Author: Co-Chair John James
Violence in the city of Cleveland is very problematic because it negatively impacts the quality of life in a community and neighborhood. Neighborhood areas in the city of Cleveland that are plagued by violence often see significant disinvestment of businesses, jobs and people as they leave the city and relocate to other communities that can provide a better quality of life.

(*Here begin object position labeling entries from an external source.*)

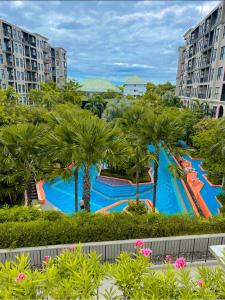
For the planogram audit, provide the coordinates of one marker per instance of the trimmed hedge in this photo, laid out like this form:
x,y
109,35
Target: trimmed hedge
x,y
26,214
98,227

Further disinvestment can lead to further erosion of a neighborhood, leading to a decrease in social capital, diminished quality assets (both physical and social) along with increased socio-economic decay that comes with a huge cost.
Violence also erodes the physical, psychological, social, and economic health and development of nearly everyone residing in these affected communities. Direct and indirect exposure to violence can inflict emotional, psychological and physical trauma along with reducing life expectancy, limiting opportunity and furthering social inequalities. Unfortunately, violence can move from one generation to the next due to the negative behaviors and attitudes that are learned and internalized, which not only affects individual families but entire communities that become the true victims to this major health epidemic.
The epidemic of violence can show up in many different forms such as homicide, sexual assault, gang violence, child abuse, domestic violence, elder abuse, violent exploitation such as human trafficking and illegal prostitution, along with hate crimes. Some notable statistics regarding violence and the ill health effects it can cause include:
Violence is the number one cause of death for African American and Latino males aged 15 to 24.
In many cities across the United State, violence is the leading cause of death for all people under the age of 34.
Since 1960, more than 1 million people have died in the United States from intentional violence.
Indirect health effects due to violence exposure can lead to the following:
Development of chronic diseases (Heart disease, stroke, asthma, diabetes)
Mental health complications (PTSD, stress, anxiety, depression, anger issues)
Lower quality of life and increased risk of perpetrating violence
We can help address this problem by using a public health approach to effectively preventing violence and by treating those members in the population that are at risk for violence. In order to effectively deal with the problem of violence, there has to be a therapeutic approach used by public health practitioners on identifying and treating those individuals who are at risk for displaying violent behavior along with providing a prescription of treatment, social-health support services, and resources to assist and treat this targeted population.
Violence is considered a behavior and the public health sector deals with changing behaviors in order to encourage a healthier life style and quality of life among residents in the community. The expertise of the public health sector and the hospital community is needed to effectively address this problem. A joint partnership between public health and the hospital community on initiating epidemic control methods in places where the epidemic of violence is very high can result in positive healing outcomes for these communities.